UQTR : sous la menace d’une loi spéciale, le recteur lève le lock-out

Le recteur Daniel McMahon.

Crédit photo : Audrey Leblanc

ÉDUCATION. Le recteur de l’Université du Québec à Trois-Rivières (UQTR), Daniel McMahon, a annoncé mercredi matin la levée du lock-out. Les négociations reprennent. La partie syndicale et la partie patronale doivent en venir à une entente avant le 15 juin, soit d’ici la fin de la session parlementaire, sans quoi Québec imposera une loi spéciale.

Le recteur a mentionné que les activités à l’UQTR pourront reprendre dès demain. «Ce qui a changé depuis hier, c’est que j’ai obtenu un engagement ferme du premier ministre Philippe Couillard et de la ministre Hélène David disant que le gouvernement avait l’intention de légiférer, mais qu’avant de le faire, ils voulaient donner une dernière chance à la négociation», dit le recteur.

Ce dernier est persuadé de voir le conflit se régler à l’amiable. «La question est de savoir comment on va régler la clause ascenseur qu’il y a dans la convention collective, indique M. McMahon. On a déjà annoncé nos couleurs et fait des propositions. On va maintenant laisser la chance à nos négociateurs d’en arriver à une conclusion, sachant que la partie va s’arrêter si on n’arrive pas à s’entendre ensemble. Mais j’ai confiance qu’on va pouvoir y arriver.»

Toutefois, il demeure bien campé sur sa position. «Je me suis engagé à ce qu’il y ait 455 professeurs. Il y aura 455 professeurs. Quand je donne ma parole, je la tiens, lance-t-il. Nos négociateurs vont travailler, mais soyez certains qu’on reste à l’intérieur de notre cadre financier. Je n’ai aucune difficulté avec la présence d’une clause ascenseur, mais il faut que cette clause tienne compte de la réalité financière de l’université. Si on ne peut pas s’entendre sur une clause ascenseur, on s’entendra sur un plancher d’emplois.»

Cette clause ascenseur, qui avait été ajoutée en 2008, stipule qu’un professeur est engagé chaque fois qu’il y a trente étudiants de plus qui s’inscrivent.

Le président du Syndicat des professeurs de l’UQTR, Ismaïl Biskri.

Réaction du syndicat

De son côté, le président du Syndicat des professeurs, Ismaïl Biskri, se dit «assez satisfait» de la situation. «Ce n’est pas réglé pour autant, mais avec la levée du lock-out, on va enfin pouvoir continuer notre travail et donner les notes aux étudiants, soutient-il. Je pense que la raison commence à prendre sa place.»

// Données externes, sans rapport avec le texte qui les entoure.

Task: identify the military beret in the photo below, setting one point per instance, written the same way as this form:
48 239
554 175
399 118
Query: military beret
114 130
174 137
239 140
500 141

«Ce lock-out n’avait aucune raison d’être, poursuit ce dernier. On a toujours été optimiste que le conflit se règle. Je pense que c’est la haute direction qui a refusé de négocier de bonne foi en amenant des propositions sur la table qui étaient complètement déraisonnables.»

Au cours des prochaines heures, un protocole de retour au travail sera établi. Rappelons par ailleurs que la remise de notes devait se faire, au plus tard, le 18 mai. Reste à voir maintenant comment les choses pourront s’orchestrer en fonction du protocole.

L’AGE et la ministre David commentent

Sur sa page Facebook, la ministre de l’Enseignement supérieur, Hélène David, a écrit un court message pour remercier l’UQTR de permettre le retour aux discussions en levant le lock-out. «Nous espérons que toutes les parties trouveront un terrain d’entente négocié pour le meilleur intérêt de l’institution», a-t-elle écrit.

Pour sa part, l’Association générale des étudiants (AGE UQTR) est soulagée. «Compte tenu de tout le temps perdu, on se souhaite qu’il y ait le moins de répercussions possible. On espère que les négociations se feront dans l’harmonie pour ne pas pénaliser les étudiants dans tout ça», conclut Frédéric Thibault, président de l’AGE UQTR.